This is the resolution from a TAC case it might help.
All devices on both the inside interface of the PIX and the DMZ, for the purpose of this example, need to use their native addresses.
It is necessary to configure a static translation and access for the workstations on the DMZ to reach the inside network.
Note: The static Network Address Translation (NAT) that is required, is for the entire inside network, rather than for a single device. The ACL will not defer from the standard, but will be applied to the DMZ interface.
In this example, the inside network will be 192.168.1.0 and the DMZ network will be 10.10.3.0. This allows all traffic to pass between the DMZ and the inside networks.
Issue the following commands to configure static NAT:
pixfirewall> enable
pixfirewall# configure terminal
pixfirewall (config t)# static (inside, DMZ) 192.168.1.0 192.168.1.0
What the above statement tells the PIX is that when traffic hits it from the DMZ and is destined for the inside interface''s network (192.168.1.0), to translate that address to itself. Any traffic that passes through a PIX must be translated. To satisfy this requirement, the PIX translates any address in this range to itself.

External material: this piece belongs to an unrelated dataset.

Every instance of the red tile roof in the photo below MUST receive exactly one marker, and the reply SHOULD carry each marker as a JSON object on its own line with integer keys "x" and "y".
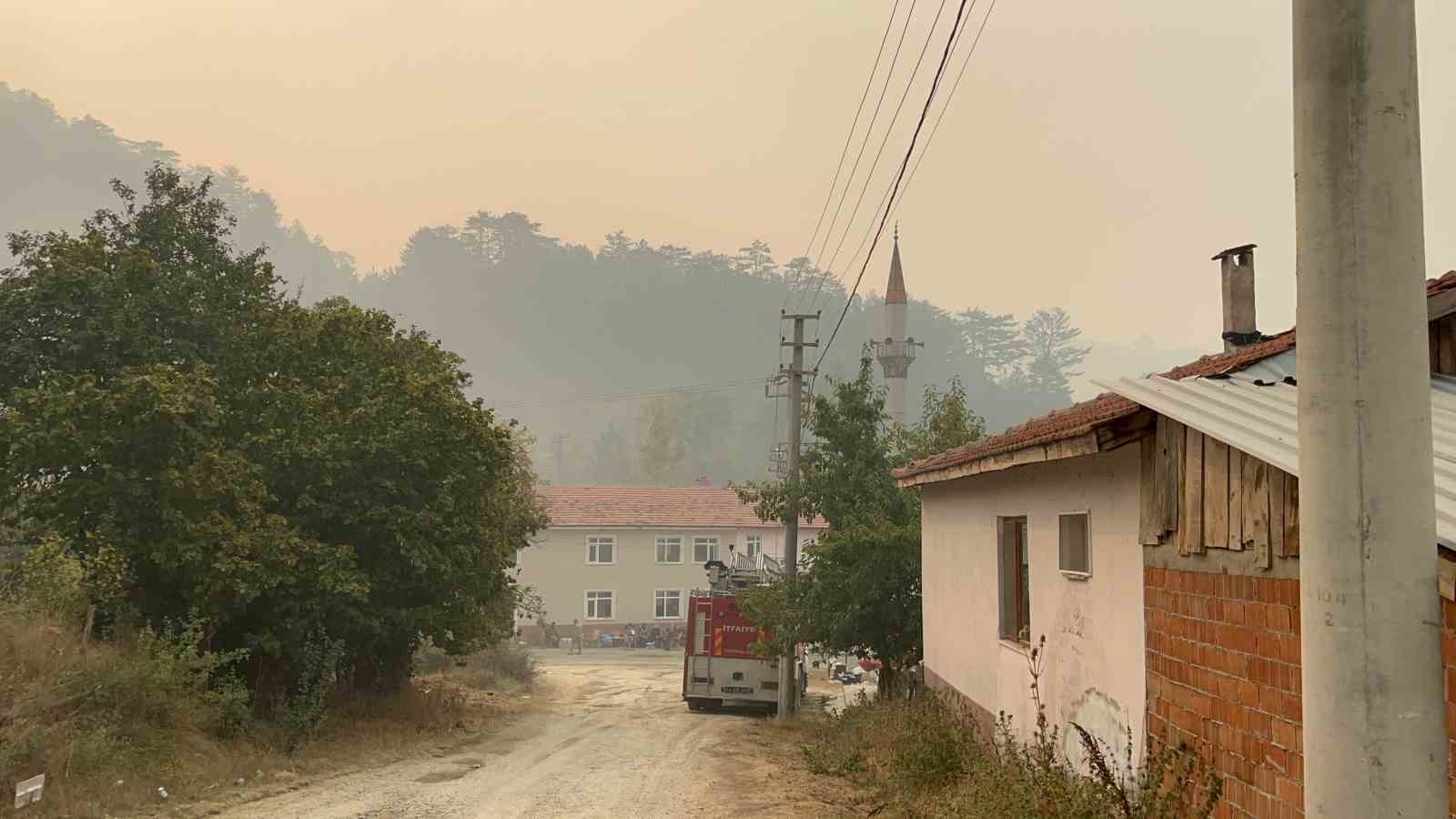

This is a one-to-one translation. Because this example uses the same range twice, if traffic destined for 192.168.1.25 hits the PIX, when it is sent out of the inside interface it will remain destined for 192.168.1.25. It does not reassign it a random IP address in the range.
Issue the following commands to configure the ACL:
pixfirewall (config t)# access-list dmztoinside permit ip any any
pixfirewall (config t)# access-group dmztoinside in interface DMZ
After these commands have been issued, you should be able to pass the specified traffic. If there is any problem with passing traffic at that point, issue the clear xlate command.
Note: Issuing this command will temporarily drop active connections. It should re-establish within 10 seconds.